Some more days later two different well-dressed men called at No. 11 to explain to me that I could not be permitted to use the NIHE sewerage system because, while the NIHE were responsible for the maintenance of its own system as it was, if outsiders were also allowed to use it, the system would then have to become the responsibility of Down District Council! I did not know until later that my neighbour living across the road in a private house, an "outsider", already had the use of the NIHE sewerage system! I could not allow Mr. McKee to have any more of his time wasted on such a situation, a situation which did not make sense to me.

At that time we had seven children in the old cottage, and although they were quite young, space was very limited. About three-quarters of a mile from No. 11, a customer of mine put his lovely new four bedroom bungalow up for sale. One of its main recommendations according to its owner was that it had been designed and its plans drawn by Mr. Sampson from Down District Council. Then I remembered that it was Mr. Sampson the Chief Building Control Inspector from DDC who some time previously had asked my permission to allow the builder of new NIHE houses across the road from No.11 to use my boggy ground for a dump for the clay being excavated on the site, permission which I was very pleased to give. We immediately put a "For Sale" notice on No. 11 to help us purchase the bungalow.

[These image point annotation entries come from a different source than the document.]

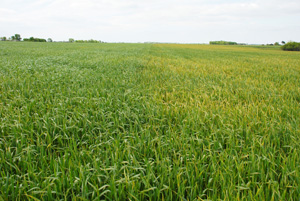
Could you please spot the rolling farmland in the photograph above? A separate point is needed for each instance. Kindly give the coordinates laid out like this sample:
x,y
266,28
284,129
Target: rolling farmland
x,y
148,122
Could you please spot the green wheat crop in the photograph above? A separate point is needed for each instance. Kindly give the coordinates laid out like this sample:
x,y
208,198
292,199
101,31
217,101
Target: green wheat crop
x,y
148,122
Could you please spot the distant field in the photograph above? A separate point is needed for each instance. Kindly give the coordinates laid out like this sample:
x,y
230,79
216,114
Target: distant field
x,y
148,122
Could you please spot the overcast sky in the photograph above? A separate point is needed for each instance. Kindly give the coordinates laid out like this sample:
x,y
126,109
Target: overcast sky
x,y
182,21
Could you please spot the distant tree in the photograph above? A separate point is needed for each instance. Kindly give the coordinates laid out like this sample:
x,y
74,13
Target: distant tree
x,y
32,39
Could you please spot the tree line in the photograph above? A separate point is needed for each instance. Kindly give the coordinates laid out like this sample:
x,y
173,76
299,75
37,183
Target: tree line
x,y
17,37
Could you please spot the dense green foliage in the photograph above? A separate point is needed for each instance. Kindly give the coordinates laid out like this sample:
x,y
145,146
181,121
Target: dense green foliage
x,y
222,43
32,39
148,122
291,46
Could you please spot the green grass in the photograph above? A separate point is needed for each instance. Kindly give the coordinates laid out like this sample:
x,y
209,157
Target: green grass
x,y
148,122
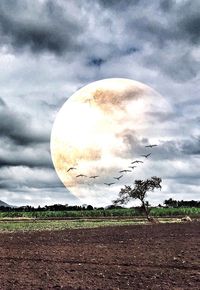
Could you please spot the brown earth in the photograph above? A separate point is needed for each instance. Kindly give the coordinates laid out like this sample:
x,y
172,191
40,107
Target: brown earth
x,y
159,256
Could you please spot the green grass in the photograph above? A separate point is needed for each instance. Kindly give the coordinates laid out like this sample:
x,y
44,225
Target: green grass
x,y
10,226
125,212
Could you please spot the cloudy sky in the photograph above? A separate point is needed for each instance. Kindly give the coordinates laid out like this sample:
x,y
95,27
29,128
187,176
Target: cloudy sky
x,y
49,49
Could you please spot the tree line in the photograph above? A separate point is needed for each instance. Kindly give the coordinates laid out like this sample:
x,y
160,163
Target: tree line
x,y
59,207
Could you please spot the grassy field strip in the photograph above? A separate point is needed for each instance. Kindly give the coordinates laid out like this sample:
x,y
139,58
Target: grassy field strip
x,y
10,226
125,212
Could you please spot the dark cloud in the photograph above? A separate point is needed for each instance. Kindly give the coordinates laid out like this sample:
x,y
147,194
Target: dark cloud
x,y
20,129
119,4
96,62
192,146
9,160
40,27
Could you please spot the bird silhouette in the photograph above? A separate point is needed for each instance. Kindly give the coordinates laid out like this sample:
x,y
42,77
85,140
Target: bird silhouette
x,y
125,170
71,168
118,178
81,175
137,161
147,155
150,146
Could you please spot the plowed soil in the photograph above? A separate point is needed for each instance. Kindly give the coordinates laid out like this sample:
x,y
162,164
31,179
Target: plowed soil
x,y
159,256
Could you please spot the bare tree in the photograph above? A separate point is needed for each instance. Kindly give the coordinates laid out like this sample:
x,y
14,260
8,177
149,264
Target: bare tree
x,y
139,192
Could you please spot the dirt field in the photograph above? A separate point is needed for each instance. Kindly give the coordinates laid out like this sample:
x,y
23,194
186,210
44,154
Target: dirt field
x,y
163,256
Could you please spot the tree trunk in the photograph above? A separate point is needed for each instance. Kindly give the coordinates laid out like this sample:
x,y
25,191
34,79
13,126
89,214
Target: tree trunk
x,y
145,210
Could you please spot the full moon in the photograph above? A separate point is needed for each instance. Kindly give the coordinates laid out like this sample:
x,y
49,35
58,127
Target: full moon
x,y
97,133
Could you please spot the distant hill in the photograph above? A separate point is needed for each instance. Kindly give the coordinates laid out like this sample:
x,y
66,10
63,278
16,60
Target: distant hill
x,y
2,203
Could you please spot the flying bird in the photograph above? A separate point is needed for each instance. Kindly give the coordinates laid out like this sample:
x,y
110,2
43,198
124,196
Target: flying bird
x,y
71,168
109,184
132,167
146,155
81,175
150,146
118,178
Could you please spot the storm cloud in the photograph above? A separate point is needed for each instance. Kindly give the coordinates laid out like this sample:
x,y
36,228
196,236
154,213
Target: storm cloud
x,y
49,49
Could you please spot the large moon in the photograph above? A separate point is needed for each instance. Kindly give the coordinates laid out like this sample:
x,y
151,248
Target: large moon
x,y
97,133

I gave the sale of No. 11 to John Fitzpatrick the local auctioneer and valuer and an uncle of the solicitor Peter Fitzpatrick who was later to do the conveyancing work on No. 56 for me. John came and looked around No.11. He took notes of the necessary details and left. Before he reached his car he turned and came back to tell me that it would be useful if he could put in the newspaper advertisement that outline planning permission for a new house was available on the site. I was so tired of that episode that I did not even bother to tell John that planning permission could not be obtained. Imagine my amazement when John returned three days later to tell me among other things that he had got outline planning permission for No. 11 to put in his advertisement! An architect had been refused outline planning permission twice over many weeks, yet an auctioneer without any plans or drawings was able to get it in three days!

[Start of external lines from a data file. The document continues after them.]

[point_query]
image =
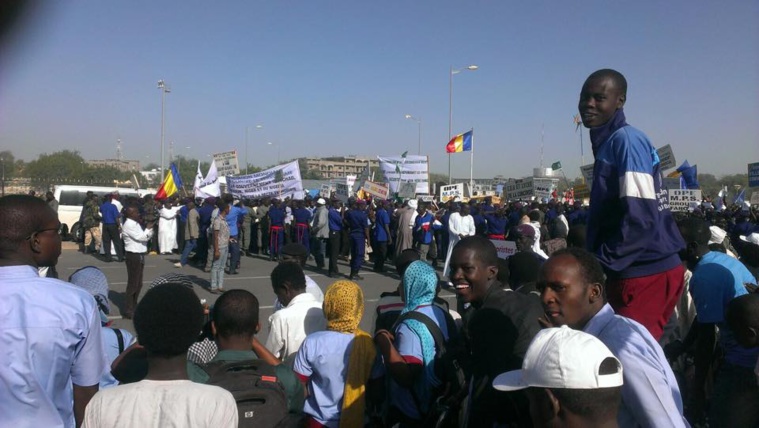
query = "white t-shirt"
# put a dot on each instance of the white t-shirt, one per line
(164, 404)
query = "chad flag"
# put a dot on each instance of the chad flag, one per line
(460, 143)
(171, 184)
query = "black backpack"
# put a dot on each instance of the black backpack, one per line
(260, 396)
(449, 368)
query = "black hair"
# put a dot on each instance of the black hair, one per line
(592, 403)
(590, 267)
(485, 249)
(694, 229)
(168, 319)
(290, 274)
(405, 258)
(235, 313)
(503, 272)
(20, 216)
(619, 80)
(524, 268)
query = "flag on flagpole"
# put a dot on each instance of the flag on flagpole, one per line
(171, 184)
(577, 121)
(460, 143)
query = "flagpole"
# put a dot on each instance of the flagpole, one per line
(471, 166)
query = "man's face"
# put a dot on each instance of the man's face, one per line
(470, 276)
(599, 99)
(45, 241)
(567, 299)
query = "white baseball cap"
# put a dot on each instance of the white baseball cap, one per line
(562, 358)
(752, 238)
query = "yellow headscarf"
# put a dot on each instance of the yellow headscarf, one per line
(344, 308)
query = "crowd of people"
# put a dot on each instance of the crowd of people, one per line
(617, 314)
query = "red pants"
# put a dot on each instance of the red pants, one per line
(649, 300)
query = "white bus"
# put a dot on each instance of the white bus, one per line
(71, 198)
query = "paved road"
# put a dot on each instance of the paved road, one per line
(253, 276)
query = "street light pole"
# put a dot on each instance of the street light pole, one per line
(164, 90)
(418, 122)
(450, 107)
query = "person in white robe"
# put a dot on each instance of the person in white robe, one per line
(167, 228)
(460, 225)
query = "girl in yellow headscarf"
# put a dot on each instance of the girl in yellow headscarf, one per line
(336, 364)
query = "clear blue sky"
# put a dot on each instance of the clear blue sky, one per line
(329, 78)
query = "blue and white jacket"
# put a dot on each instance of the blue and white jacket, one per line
(630, 227)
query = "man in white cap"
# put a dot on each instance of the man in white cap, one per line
(572, 380)
(320, 232)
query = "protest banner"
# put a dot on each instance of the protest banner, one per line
(666, 157)
(342, 192)
(281, 181)
(377, 190)
(542, 188)
(505, 249)
(408, 190)
(325, 191)
(226, 163)
(521, 188)
(413, 169)
(451, 191)
(681, 200)
(753, 174)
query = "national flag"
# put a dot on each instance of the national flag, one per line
(740, 198)
(460, 143)
(171, 184)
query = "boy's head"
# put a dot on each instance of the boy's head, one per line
(235, 314)
(168, 320)
(288, 280)
(743, 319)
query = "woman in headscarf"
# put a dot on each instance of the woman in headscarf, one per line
(115, 340)
(409, 353)
(336, 364)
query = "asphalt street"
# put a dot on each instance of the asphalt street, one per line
(253, 276)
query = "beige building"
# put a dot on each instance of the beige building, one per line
(336, 167)
(121, 165)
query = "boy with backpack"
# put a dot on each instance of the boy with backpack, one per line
(268, 394)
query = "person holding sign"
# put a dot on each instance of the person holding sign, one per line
(630, 227)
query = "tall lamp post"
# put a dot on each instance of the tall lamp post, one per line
(246, 146)
(278, 149)
(164, 90)
(418, 122)
(450, 106)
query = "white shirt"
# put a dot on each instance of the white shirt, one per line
(135, 239)
(170, 403)
(290, 326)
(312, 288)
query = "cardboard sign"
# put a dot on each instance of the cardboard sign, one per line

We visited the Jennings bungalow several times while we waited for a buyer for No 11, it was a delight to see. Unfortunately it was not to be ours. No realistic offers were made for No. 11 before the bungalow was sold. Although I now had outline planning permission for a new dwelling at No. 11 I was not prepared to endure the obvious hassle that such an undertaking was bound to incur. My decision on this matter was confirmed to me when I received a letter from DDC dated February 24th 1976. The letter read;

"Dear sir, Re: Erection of Dwelling at 11 Newcastle Road, Ballynahinch for Mr. F. G. Rice A top outlet septic tank can be satisfactorily sited with soakaways as indicated on attached plan.
Yours faithfully,
G. Jones. DISTRICT CHIEF PUBLIC HEALTH INSPECTOR."

I was to learn later that Mr. Jones was Mr. Nicholson's boss. At the time of writing, 1990, Mr. Jones has retired and Mr. Nicholson has taken his place as DDC's Chief Environmental Health Inspector. Not only was the septic tank inked in on a copy of an ordinance survey map along with soakaways in ball point pen, but unbelievably, there was also a previously and properly drawn in outline of Mr. McKee's proposed bungalow with a sewerage disposal line also properly drawn in, from the proposed bungalow to a manhole in the NIHE estate opposite No. 11. The question has to be asked why four professional people from local and central Government departments in Downpatrick lied to me.

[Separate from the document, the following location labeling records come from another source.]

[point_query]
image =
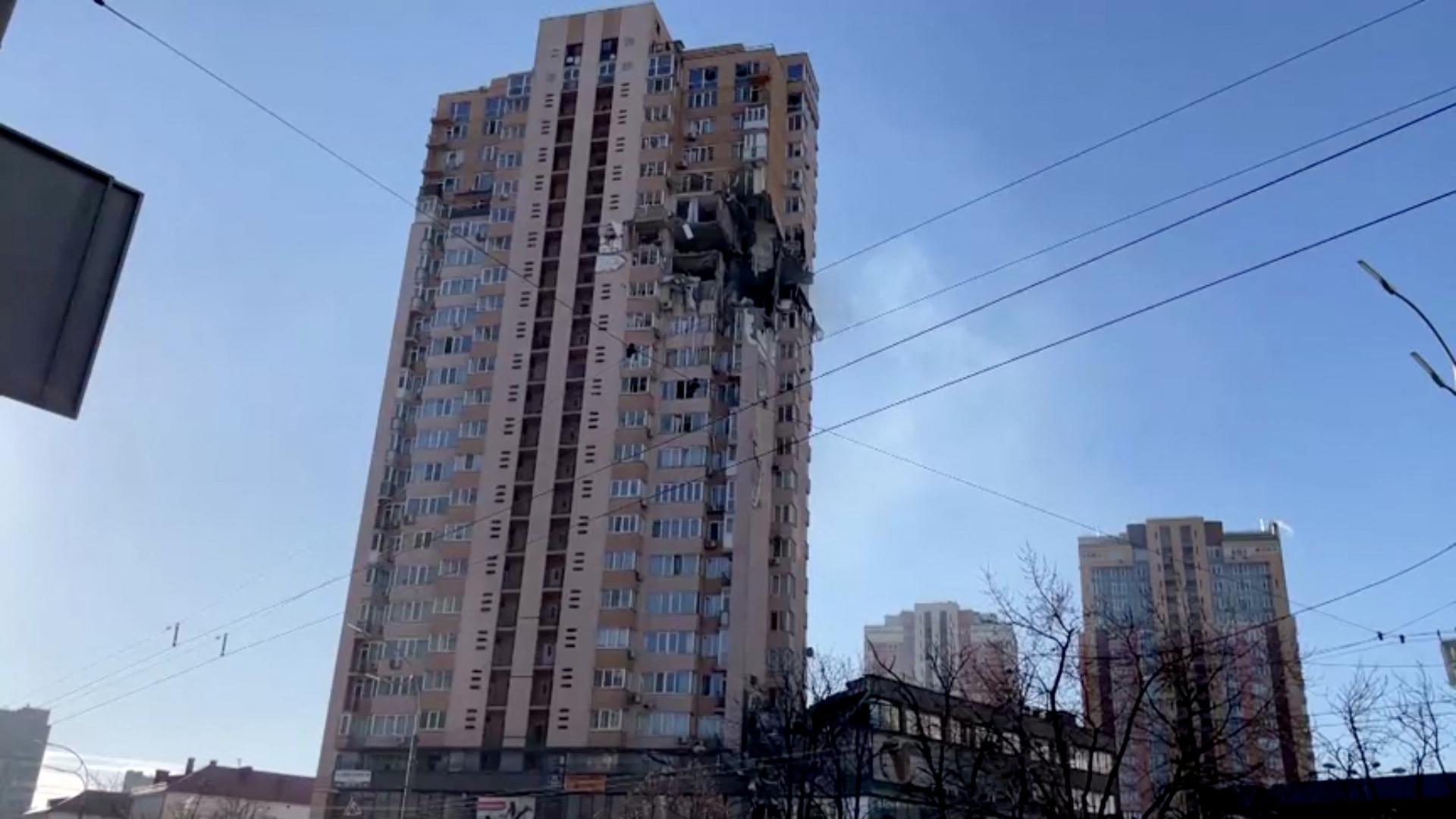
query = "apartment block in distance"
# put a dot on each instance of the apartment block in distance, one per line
(1218, 604)
(941, 645)
(24, 733)
(584, 529)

Why was I told that outline planning permission could not be granted because of sewerage disposal problems, problems which were not obvious to a qualified architect, when that permission was there for the asking by an auctioneer?

For legal reasons there is much of this story that I am unable to include in the following chapters. Names in italics have been changed from the names of the real participants in this shocking fraud and are fictitious. My main aim throughout has been to tell the truth and I use as much documented evidence as has been possible and relevant in telling the truth while keeping within the law.